In the US, the Defense Advanced Research Projects Agency is focusing on finding the best solution for an autonomous, adaptive, and cooperative spectrum management platform. Its Spectrum Collaboration Challenge is a three-year competition that focuses on various wireless obstacles and scenarios to produce AI-powered solutions for both military and commercial uses. The Spectrum Collaboration Challenge leverages a radio frequency emulator called the Colosseum that runs thousands of scenarios in real time, producing more than 65,000 channel interactions across all types of wireless devices, including IoT sensors, cell phones, and military radios. The goal is to develop a way to have technology, not humans, power spectrum sharing across systems that collaborate autonomously.
AI is at the heart of such efforts. The National Institute of Science and Technology (NIST) in the US has been testing deep-learning algorithms for spectrum sharing that allocate band usage on the fly among military and commercial users. Specifically, the 3.5 GHz band, which is assigned to the US Navy for offshore radar operations, can be accessed by commercial users when the Navy doesn’t need it. NIST has developed a way for commercial users to easily access these bands and then vacate them when the Navy needs them.
Finland is actively bringing AI into spectrum management with automated, adaptive systems that handle parts of spectrum allocation management, including planning, sharing, authorization, monitoring, and pricing.
To realize the potential of emerging technologies, regulators need to lay the groundwork by acquiring the skill sets and tools required. Regulators also need to anticipate future use cases by adopting structures, processes, and tools that allow the imagination to be the limit as spectrum usage evolves in the coming years.
Spectrum is a critical national asset that has an important role in safety communications. Therefore, major spectrum disruptions can have significant repercussions for a country and its citizens; such crises can leave a country vulnerable and its citizens isolated.
Threats to a country’s spectrum may come from a variety of sources, including rogue wireless drones, intentional malicious attacks, and natural occurrences, such as atmospheric or solar events. What’s more, fast-paced technological advancements may have unintentional consequences of creating disruptions or causing interference.
A clear approach to spectrum crises anticipates such risks and stipulates actions to take in the case of a disruption. Countries need to develop a spectrum crisis management guidebook, escalation processes, and governance to ensure agreement on authority levels and decision-making responsibilities. (See Exhibit 4.) This setup will help countries identify and prevent threats and act efficiently when there is an emergency.

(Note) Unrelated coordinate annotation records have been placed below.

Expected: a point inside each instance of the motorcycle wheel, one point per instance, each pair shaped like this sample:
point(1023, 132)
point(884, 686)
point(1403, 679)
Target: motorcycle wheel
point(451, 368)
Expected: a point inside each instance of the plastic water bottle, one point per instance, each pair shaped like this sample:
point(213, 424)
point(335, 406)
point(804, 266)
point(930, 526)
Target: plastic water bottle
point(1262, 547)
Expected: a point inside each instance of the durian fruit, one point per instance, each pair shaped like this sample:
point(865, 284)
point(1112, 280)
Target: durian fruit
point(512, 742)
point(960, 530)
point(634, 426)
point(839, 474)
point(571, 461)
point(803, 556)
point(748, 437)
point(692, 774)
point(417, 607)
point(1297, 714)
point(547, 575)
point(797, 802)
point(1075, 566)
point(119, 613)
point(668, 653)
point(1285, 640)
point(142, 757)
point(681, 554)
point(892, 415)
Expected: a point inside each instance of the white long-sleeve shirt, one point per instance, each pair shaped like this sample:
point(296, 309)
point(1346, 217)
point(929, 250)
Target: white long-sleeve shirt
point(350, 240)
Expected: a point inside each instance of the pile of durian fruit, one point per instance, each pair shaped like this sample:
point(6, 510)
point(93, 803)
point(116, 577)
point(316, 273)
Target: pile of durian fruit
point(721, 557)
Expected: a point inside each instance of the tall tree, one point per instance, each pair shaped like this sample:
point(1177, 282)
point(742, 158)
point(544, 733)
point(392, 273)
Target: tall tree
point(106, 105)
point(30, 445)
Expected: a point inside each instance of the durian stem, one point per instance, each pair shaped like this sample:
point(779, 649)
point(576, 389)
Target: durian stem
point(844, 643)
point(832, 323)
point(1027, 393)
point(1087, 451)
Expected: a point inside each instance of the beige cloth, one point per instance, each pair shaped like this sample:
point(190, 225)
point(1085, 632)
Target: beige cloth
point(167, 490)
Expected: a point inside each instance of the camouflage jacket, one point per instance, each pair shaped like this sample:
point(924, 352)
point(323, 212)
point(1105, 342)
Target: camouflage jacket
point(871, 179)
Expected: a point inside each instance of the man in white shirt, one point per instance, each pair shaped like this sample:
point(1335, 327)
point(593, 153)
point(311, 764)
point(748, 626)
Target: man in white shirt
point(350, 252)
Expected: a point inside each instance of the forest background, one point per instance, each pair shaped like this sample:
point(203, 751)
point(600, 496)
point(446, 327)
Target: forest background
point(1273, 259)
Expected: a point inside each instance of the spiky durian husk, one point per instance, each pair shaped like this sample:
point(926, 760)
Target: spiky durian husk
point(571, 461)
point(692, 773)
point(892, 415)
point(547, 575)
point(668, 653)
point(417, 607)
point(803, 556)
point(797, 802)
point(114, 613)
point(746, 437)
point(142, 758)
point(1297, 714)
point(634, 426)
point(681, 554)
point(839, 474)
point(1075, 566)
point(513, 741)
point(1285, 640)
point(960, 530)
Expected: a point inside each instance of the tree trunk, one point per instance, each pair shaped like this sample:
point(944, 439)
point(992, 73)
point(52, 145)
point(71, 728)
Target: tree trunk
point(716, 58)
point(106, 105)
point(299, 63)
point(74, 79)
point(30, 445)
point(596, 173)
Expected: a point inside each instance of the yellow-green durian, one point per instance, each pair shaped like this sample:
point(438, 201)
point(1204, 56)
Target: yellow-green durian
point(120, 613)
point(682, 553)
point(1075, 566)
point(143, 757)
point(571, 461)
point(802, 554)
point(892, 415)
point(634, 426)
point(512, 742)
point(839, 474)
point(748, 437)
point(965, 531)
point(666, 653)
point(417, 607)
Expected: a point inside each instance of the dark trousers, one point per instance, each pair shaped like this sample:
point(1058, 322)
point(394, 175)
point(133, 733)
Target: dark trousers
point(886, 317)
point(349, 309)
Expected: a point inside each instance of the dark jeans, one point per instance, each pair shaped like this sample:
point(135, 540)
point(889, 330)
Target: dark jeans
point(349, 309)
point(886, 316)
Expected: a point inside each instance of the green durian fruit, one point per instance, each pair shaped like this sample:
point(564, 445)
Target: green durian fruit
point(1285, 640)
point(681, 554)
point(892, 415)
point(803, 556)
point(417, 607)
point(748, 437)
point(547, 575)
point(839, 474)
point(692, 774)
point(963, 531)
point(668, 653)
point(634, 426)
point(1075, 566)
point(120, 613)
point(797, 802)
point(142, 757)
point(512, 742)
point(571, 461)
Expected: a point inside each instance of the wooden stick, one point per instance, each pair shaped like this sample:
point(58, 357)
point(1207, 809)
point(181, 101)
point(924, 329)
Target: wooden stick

Spectrum crisis plans should focus on in-the-moment responses, which require that teams be built on the fly and staffed according to the nature of the event; responsibilities and activities should be predefined under an established crisis management framework. Spectrum managers need to develop a crisis infrastructure for effective resolution and communication; most important, they should rehearse and test these plans to ensure the spectrum team is ready to deal with a crisis.
Interest in radio frequency bands will continue to grow, putting pressure on users and regulators. Countries have a window of opportunity to put a holistic spectrum strategy in place to reap the benefits of the dynamic and expanding spectrum market and to protect national interests. Countries that set a long-term agenda and commit to an empowered spectrum ecosystem will be well equipped to handle key tradeoffs among current and future users and make informed management decisions to maximize the value created by spectrum now and in the coming decades.